Tim Nasional (Timnas) basket putra Indonesia bersiap menghadapi babak pra-kualifikasi untuk merebut tiket menuju Piala Asia FIBA 2029. Demi membentuk skuad terbaik, Persatuan Bola Basket Seluruh Indonesia (Perbasi) akan merekrut pemain-pemain unggulan dari kompetisi domestik, Indonesian Basketball League (IBL), serta talenta yang berkarier di luar negeri.
Sekretaris Jenderal Perbasi, Nirmala Dewi, menegaskan bahwa pembentukan tim akan dilakukan secara serius dengan memilih pemain terbaik di setiap posisi. IBL, sebagai kompetisi basket tertinggi di Indonesia, menjadi salah satu sumber utama pemantauan bakat.
Perburuan Talenta di Dalam dan Luar Negeri
“Melalui Badan Tim Nasional, kami memantau perkembangan pemain di IBL. Pemantauan juga dilakukan di kompetisi luar negeri. Banyak pemain potensial kita berkarir di luar negeri seperti Derrick Michael Xavier, Marques Bolden, dan lainnya,” ujar Nirmala Dewi, dikutip pada Jumat (03/07/2026).
Nirmala menambahkan komitmen Perbasi untuk mengumpulkan talenta terbaik. “Kami akan bekerja keras dan serius untuk mengumpulkan talenta terbaik yang kita miliki baik di dalam maupun luar negeri. Juga para pemain yang memiliki keturunan atau darah Indonesia yang ada di luar negeri,” lanjutnya.
Perbasi memastikan akan memberikan kesempatan seluas-luasnya bagi semua pemain.

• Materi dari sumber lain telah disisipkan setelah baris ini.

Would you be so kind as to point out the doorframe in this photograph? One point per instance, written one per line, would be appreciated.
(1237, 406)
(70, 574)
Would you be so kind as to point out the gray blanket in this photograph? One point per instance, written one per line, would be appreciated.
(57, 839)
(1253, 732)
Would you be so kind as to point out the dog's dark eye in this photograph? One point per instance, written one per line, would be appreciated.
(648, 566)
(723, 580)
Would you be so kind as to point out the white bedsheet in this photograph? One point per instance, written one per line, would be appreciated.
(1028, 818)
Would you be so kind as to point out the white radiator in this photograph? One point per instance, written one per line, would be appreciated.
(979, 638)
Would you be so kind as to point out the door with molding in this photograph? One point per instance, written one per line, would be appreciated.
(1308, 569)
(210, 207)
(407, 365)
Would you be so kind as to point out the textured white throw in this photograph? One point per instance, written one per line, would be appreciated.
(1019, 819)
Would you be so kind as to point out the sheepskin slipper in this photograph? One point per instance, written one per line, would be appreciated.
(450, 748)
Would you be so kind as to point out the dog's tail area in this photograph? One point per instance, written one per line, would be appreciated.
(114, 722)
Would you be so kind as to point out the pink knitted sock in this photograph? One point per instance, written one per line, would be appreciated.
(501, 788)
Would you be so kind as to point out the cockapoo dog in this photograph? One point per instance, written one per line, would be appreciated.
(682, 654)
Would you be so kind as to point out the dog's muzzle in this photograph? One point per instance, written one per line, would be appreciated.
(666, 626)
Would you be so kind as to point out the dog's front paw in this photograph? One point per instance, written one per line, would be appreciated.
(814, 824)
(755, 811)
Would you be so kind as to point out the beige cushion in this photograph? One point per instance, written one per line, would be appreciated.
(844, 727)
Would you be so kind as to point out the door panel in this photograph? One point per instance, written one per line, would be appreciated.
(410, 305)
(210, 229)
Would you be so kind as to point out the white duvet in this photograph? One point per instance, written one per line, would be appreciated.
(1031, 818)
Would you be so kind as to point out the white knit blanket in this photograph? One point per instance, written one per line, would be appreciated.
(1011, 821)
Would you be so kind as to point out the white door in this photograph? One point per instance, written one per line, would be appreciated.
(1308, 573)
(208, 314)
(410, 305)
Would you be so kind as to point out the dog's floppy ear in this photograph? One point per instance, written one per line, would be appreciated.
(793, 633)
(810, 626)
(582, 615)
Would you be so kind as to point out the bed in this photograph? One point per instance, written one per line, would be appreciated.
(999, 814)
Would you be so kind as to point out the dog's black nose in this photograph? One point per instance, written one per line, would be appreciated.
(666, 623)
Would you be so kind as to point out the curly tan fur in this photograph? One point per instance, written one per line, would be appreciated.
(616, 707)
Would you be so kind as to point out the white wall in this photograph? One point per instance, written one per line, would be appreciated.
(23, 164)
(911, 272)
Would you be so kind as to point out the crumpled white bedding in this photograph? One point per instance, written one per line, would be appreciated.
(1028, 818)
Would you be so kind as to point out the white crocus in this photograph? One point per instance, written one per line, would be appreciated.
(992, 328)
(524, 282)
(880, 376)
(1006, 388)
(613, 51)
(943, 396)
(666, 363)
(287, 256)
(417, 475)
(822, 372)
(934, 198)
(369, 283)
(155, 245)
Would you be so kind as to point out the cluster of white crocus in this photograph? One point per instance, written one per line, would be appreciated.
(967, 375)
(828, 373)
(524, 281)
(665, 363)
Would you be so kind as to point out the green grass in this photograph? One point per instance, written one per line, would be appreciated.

Setiap individu memiliki peluang yang sama untuk membela Merah Putih di kancah internasional.
Jadwal Pra-Kualifikasi Piala Asia FIBA 2029
Timnas Indonesia akan memulai perjuangannya di Grup C Pra-Kualifikasi Piala Asia FIBA 2029. Mereka akan bersaing dengan Hong Kong, Singapura, dan Malaysia.
Babak pra-kualifikasi ini dijadwalkan berlangsung di Seremban, Malaysia, mulai 24 Agustus hingga 1 September 2026. Berdasarkan jadwal yang dirilis FIBA, Timnas Basket Putra Indonesia akan menghadapi Singapura pada 28 Agustus 2026. Setelah rehat sehari, Tim Merah Putih akan bersua Hong Kong pada 30 Agustus 2026, sebelum menutup fase grup melawan Malaysia pada 31 Agustus 2026.